We should be skeptical of the purpose of the announcement. In all likelihood, this is Trump’s attempt to save face after his decision to add his name to the performing arts center has elicited unrelenting, humiliating backlash.
Trump has conveniently put an end to the growing tally of boycotting artists.
The Kennedy Center was named a “living memorial” to President John. F. Kennedy by Congress after his assassination, and for decades, it has enjoyed a reputation as an august performing arts institution above the fray of partisan politics. But it has been in a tailspin ever since Trump stacked its board with loyalists, attempted to alter its programming based on political preferences and narcissistically added his name into the title of the center, deeming it “The Donald J. Trump and The John F. Kennedy Memorial Center for the Performing Arts.”
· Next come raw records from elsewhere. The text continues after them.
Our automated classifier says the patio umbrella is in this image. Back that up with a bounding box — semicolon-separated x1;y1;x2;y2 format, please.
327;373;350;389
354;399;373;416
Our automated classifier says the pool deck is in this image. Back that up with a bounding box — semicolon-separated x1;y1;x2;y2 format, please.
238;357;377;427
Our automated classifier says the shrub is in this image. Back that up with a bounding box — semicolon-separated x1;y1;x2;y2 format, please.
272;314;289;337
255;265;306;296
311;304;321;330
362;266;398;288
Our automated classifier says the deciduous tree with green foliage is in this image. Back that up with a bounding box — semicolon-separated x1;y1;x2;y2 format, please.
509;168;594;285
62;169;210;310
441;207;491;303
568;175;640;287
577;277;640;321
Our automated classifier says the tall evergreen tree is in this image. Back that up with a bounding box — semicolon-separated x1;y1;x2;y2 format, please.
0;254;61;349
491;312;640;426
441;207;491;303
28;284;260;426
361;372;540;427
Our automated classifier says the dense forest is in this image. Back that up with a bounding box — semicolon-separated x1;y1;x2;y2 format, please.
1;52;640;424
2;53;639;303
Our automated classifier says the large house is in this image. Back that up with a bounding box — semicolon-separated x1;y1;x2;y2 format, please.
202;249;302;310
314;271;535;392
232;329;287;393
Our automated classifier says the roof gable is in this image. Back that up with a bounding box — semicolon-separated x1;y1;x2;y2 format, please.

Top officials have quit. Attendance at the National Symphony Orchestra, which performs up to 150 times a year at the center, is reportedly down 50% compared to last year. And perhaps most significantly, one artist after another has canceled their agreed-upon performances there in protest to Trump’s attempt to commandeer the institution.
Last week, the prominent composer Philip Glass canceled the Kennedy Center debut of a long-awaited symphony he wrote honoring Abraham Lincoln. “Symphony No. 15 is a portrait of Abraham Lincoln, and the values of Kennedy Center today are in direct conflict with the message of the symphony,” he wrote in a letter asking the National Symphony Orchestra to not play his new work.